Masako Katsura
On March 7, 1952, Masako Katsura made history as the first woman to compete for the international billiards title.
To celebrate the achievement of Japanese shooters, Google Sunday dedicated an animated slogan for Katsura, widely known as "First Lady of Billiards.
Born in Tokyo in 1913, Katsura began playing billiards after her father's death when she was 12 and went to live with her older sister and son-in-law who owned a pool hall. By the age of 14, she was working in the salon as a stewardess and was working out hard.
At the age of fifteen, she won the Japan Women's Railroad Championship and quickly became the country's only professional female athlete. She ranked second three times in the Japan Three-Cushion Billiards Championships. In one of the straight railroad show games, you collected 10,000 points in the straight rail game, in which points are scored by contacting the other two balls on the table during the same shot.

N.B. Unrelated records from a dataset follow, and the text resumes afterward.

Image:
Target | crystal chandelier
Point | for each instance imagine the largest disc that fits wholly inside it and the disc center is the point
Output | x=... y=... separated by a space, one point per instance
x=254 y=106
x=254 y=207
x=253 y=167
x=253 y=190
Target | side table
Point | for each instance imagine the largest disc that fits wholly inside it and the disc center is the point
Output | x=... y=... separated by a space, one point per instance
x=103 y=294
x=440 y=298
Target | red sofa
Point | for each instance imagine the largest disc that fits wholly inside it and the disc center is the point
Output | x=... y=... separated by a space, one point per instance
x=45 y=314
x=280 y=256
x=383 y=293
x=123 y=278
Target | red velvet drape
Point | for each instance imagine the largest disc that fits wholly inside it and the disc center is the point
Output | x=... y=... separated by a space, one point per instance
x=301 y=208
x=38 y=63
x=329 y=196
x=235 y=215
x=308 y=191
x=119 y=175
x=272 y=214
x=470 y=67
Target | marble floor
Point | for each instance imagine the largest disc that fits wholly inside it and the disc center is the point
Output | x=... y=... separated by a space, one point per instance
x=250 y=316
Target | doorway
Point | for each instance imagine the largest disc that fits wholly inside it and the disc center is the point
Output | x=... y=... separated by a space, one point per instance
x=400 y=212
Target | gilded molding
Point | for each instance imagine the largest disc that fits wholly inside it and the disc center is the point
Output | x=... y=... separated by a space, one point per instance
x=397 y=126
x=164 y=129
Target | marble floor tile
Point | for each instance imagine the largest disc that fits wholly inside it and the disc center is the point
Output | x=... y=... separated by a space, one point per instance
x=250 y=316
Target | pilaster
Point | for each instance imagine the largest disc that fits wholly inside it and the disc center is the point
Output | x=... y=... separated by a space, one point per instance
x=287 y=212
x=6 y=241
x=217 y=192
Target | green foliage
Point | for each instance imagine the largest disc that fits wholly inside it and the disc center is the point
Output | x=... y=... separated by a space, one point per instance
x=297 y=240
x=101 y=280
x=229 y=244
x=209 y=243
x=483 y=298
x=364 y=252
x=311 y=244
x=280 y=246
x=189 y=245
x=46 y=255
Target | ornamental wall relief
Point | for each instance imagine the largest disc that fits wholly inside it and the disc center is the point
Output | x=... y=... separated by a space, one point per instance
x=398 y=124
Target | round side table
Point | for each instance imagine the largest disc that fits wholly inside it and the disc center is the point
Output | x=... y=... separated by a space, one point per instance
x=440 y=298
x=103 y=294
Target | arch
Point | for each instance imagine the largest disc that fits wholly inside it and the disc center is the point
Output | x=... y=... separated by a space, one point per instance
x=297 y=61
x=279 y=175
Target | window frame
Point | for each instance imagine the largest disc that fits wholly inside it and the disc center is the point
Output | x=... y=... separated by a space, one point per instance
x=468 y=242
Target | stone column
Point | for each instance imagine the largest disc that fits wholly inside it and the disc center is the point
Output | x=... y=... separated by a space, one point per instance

After Katsura moved to the United States in 1951, eight-time world champion Welker Cochran walked out of retirement with her in a series of three matches. Sunday's doodles depict how to score a point in the game - the main ball must hit three railroad pads before calling the second object ball.
Cochran was so impressed with her talent that he sponsored the World Billiards Championship in 1952 in his pool room in San Francisco. And although it annoyed some of the sport's best players, it finished seventh, but was ahead of three notable players.
After losing the title match in 1961, Katsura kept out of the limelight for many years before making a surprise appearance at Palace Billiards in San Francisco in 1976. Using a borrowed billiard stick, the 63-year-old scored 100 points in a row with ease. It bowed to the popular applause and disappeared from the American pool scene.
Katsura was one of the first entries into the Women's Professional Billiard Association Hall of Fame in 1976. She returned to Japan in the 1990s and died in 1995.